About a year or so ago, I saw an unusual film entitled Lumière
and Company, which consisted in large part of minute-long shorts made
by contemporary directors using a reconstructed camera from the late
nineteenth century. This project (which hasn't been released
commercially, but which I'm told is available on video) involved some
world-class names -- Lynch, Kiarostami, Zhang Yimou, Rivette, Wenders,
Greenaway -- and of the forty or so directors who participated, there were
only a handful of whom I had not previously heard. Among these unknowns
was a fellow named Cédric Klapisch, who suddenly descended upon
Manhattan almost exactly twelve months later with his two most recent
pictures -- one of which opened the Walter Reade Theater's annual festival
of new French films, the other of which opened the even more prestigious
New Directors/New Films. The former, Un air de famille, about which I've
rhapsodized previously, inexplicably still has no distributor; but the
latter, When the Cat's Away, had been picked up before the
fest began by Sony Pictures Classics. I think it's the lesser of the two,
myself, and I'm not even convinced that it's the more commercial, but at
the very least it confirms that Klapisch is no one-hit wonder. Virtually
plotless, it's the discursive tale of a lonely young makeup artist named
Chloé (Garance Clavel, superb), whose only companions are her
rather obnoxious gay roommate (Olivier Py, suitably aloof) and her beloved
black cat, Gris-Gris (Arapimou, cute enough but no match for my own
Aquitaine and Brittany, who somehow missed the casting call).
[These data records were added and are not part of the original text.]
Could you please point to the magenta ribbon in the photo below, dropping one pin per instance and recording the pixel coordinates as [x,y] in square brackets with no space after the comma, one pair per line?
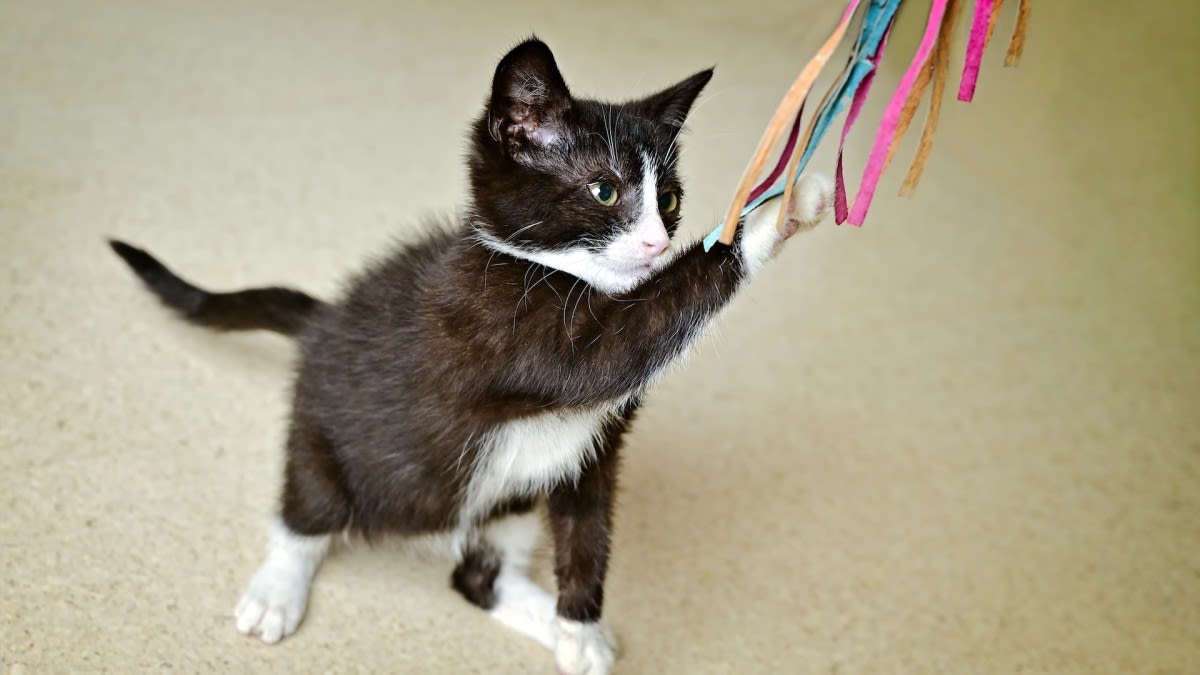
[976,43]
[892,117]
[856,106]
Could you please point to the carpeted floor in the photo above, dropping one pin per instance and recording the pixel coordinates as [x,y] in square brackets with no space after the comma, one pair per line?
[964,438]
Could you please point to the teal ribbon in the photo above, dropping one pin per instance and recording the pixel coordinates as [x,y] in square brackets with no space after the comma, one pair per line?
[876,21]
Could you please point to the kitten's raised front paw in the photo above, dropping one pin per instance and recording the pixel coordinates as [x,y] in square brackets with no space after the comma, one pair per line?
[811,201]
[586,647]
[274,603]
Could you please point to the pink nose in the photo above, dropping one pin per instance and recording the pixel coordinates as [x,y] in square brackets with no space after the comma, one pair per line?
[654,248]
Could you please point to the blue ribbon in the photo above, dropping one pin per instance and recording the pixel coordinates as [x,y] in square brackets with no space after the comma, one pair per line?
[875,24]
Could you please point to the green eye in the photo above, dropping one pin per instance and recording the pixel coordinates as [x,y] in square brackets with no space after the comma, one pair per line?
[604,192]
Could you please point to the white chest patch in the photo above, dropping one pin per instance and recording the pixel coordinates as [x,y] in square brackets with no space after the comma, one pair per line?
[526,457]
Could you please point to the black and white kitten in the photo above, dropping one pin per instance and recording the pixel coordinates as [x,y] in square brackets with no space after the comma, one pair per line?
[498,362]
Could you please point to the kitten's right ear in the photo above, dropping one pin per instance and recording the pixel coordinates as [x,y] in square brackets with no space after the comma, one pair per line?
[529,100]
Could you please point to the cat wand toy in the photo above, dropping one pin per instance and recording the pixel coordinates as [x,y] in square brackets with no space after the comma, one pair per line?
[929,65]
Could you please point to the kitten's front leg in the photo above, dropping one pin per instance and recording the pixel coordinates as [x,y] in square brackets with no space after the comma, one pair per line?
[811,198]
[581,520]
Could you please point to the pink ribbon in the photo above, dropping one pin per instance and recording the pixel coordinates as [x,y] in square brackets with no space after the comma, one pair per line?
[975,49]
[877,159]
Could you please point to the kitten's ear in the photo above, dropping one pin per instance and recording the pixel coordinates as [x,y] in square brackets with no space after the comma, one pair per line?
[672,105]
[528,100]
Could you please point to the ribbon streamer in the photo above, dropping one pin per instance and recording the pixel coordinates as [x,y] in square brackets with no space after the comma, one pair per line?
[930,65]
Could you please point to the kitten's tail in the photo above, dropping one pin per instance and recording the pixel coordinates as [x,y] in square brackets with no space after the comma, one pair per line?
[281,310]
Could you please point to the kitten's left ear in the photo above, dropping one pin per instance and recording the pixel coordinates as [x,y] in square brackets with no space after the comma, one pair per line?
[529,100]
[672,105]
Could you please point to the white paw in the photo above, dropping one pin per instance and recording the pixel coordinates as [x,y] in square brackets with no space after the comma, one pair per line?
[273,604]
[526,608]
[277,595]
[583,647]
[811,201]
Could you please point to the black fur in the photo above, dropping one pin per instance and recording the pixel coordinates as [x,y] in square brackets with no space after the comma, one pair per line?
[281,310]
[402,380]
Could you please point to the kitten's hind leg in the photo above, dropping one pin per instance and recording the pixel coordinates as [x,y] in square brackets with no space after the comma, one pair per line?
[492,575]
[315,506]
[277,593]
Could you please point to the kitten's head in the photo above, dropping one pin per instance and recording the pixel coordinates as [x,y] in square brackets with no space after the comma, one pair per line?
[583,186]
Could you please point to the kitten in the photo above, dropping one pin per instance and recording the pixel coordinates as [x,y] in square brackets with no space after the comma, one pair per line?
[498,362]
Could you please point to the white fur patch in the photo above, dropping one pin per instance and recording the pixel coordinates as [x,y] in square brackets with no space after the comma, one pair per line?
[526,608]
[595,269]
[583,647]
[277,595]
[528,455]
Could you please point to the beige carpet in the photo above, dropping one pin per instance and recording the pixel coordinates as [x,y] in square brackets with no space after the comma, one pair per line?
[964,438]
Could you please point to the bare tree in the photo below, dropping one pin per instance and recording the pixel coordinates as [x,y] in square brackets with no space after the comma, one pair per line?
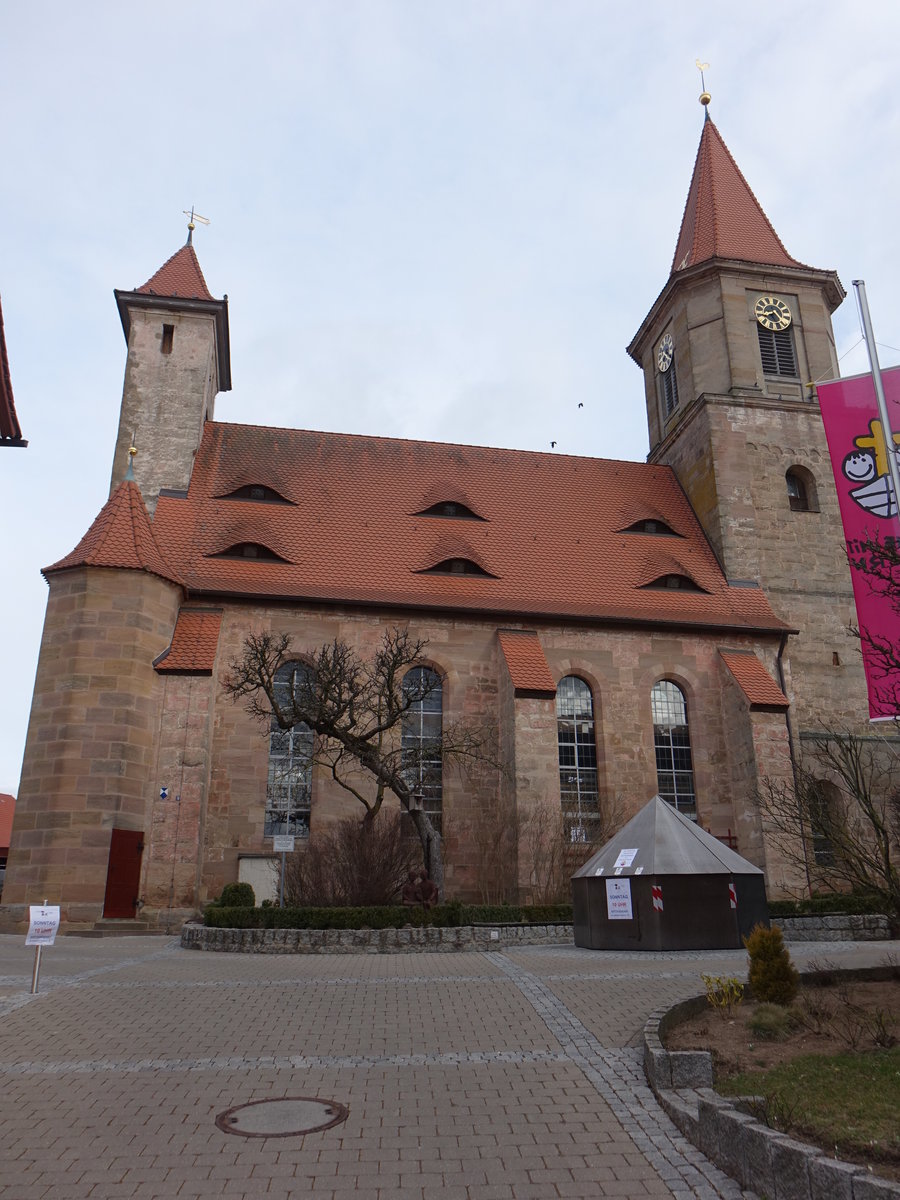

While on
vacation -- the depiction of which is one of the best sight gags of the
year -- she leaves Gris-Gris in the care of Madame Renée
(Renée Le Calm, playing herself), an elderly woman who works
part-time as a catsitter. When Chloé returns, she finds that
Gris-Gris has vanished; her quest to find the missing feline, as you might
have already guessed, places her in contact with a host of people of whose
existence she had previously been not-so-blissfully unaware.
Simultaneously a multifaceted character study and a portrait of a city in
turmoil, When the Cat's Away is never less than thoroughly
engaging, yet it ultimately feels rather slight, more a terrific idea for
a movie than a terrific movie per se. It was reportedly originally
conceived by Klapisch as a short, which doesn't surprise me in the least;
while I enjoyed the improvisatory feel, I was also acutely aware from time
to time that not a whole lot was technically happening onscreen, however
fine the performances and keenly observed the milieu. Still, it's a fun,
energetic, perceptive mood piece -- scattershot but confidently so -- and
I was as patient with it as I would be with a dear friend who had
overstayed his or her welcome by half an hour or so on an evening when I
was eager to get to bed. Yawning on occasion, perhaps, but alert and
alive all the same.
And on that cheery note, I am, at long last, outta here. Regular weekly (or at least bi-weekly) columns will now resume. I appreciate your patience.